Keeping the Tanks Full
As craft breweries continue to grow at such a rapid rate, brewers may struggle to keep up with their own success. “So many new breweries have opened up [in Wisconsin] over the last few years,” says Porter, “and I don’t think any of them have failed yet. Some of them most certainly will. But none have yet.” Keeping up with this success will require training and a firm grasp on growth management strategies.
Lemcke says, “Students completing our courses who are looking to enter into brewing for the first time are wanting something they can show on a resume that indicates their dedication to understanding brewing technology. It is important to have training given how competitive the market is for brewing jobs. Those already working in brewing use training to advance their brewing careers.”

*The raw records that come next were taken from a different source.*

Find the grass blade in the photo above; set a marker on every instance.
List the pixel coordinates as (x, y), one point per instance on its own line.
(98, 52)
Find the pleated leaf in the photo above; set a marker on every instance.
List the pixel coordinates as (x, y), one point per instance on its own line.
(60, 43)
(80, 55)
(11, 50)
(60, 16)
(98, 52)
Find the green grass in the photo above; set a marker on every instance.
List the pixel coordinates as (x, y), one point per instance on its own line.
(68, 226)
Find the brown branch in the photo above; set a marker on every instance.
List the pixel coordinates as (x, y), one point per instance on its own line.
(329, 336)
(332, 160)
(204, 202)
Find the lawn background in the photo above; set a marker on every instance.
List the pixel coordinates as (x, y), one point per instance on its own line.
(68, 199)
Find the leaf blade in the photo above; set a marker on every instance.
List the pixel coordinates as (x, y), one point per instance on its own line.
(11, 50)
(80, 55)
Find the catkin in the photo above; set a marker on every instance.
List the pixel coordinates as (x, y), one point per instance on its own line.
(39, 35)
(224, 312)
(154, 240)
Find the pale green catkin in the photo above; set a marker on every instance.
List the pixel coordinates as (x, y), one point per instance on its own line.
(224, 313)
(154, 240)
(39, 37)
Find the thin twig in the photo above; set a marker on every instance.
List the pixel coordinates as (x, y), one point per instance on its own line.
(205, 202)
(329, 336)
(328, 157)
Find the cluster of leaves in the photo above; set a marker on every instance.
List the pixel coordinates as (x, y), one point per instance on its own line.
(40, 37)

He notes that one of the major challenges for modern craft brewers is “assuring beer quality while increasing production and shipping beer further from the brewery.” Some brewers, like Lake Louie have chosen to keep growth slow and distribution limited.
Porter says that expansions to the brewery have occurred on a schedule; as new bank loans are approved, the facility’s back wall is knocked out — or a doorway is knocked through it — and additional processing space is added. For much of its existence, Lake Louie was self-distributed, but Porter relinquished his self-distribution license this year amid the uncertainty created by confusing legislation. He hadn’t utilized the license in years, opting instead for distributors that can cover more ground.
Ale Asylum has experienced rapid growth, producing almost 10,000 barrels of beer in 2011 — 9,999, to be exact. The rapid expansion means a very cramped facility that is operating beyond capacity. Later this year the brewer will move into brand new facility, built to accommodate an eventual 50,000-barrel output and up to 18,000 in its first year.
The move, scheduled for summer of 2012, will open up the business for the possibility for state-wide distribution.
The Future of Beer
Craft brewers see themselves as the scrappy underdog, gaining market share through the sheer quality of their products. This us-against-the-world mentality is likely what brings these brewers together and what leads Porter to call craft brewers “the collective David fighting the Goliath” of big beer. With Anheuser-Busch InBev selling nearly $40 billion in product every year, this attitude is firmly grounded in reality.
As local craft brewers continue to turn out quality beers with attitude and personality, wider distribution deals will likely mean more selections on tap at your local tavern.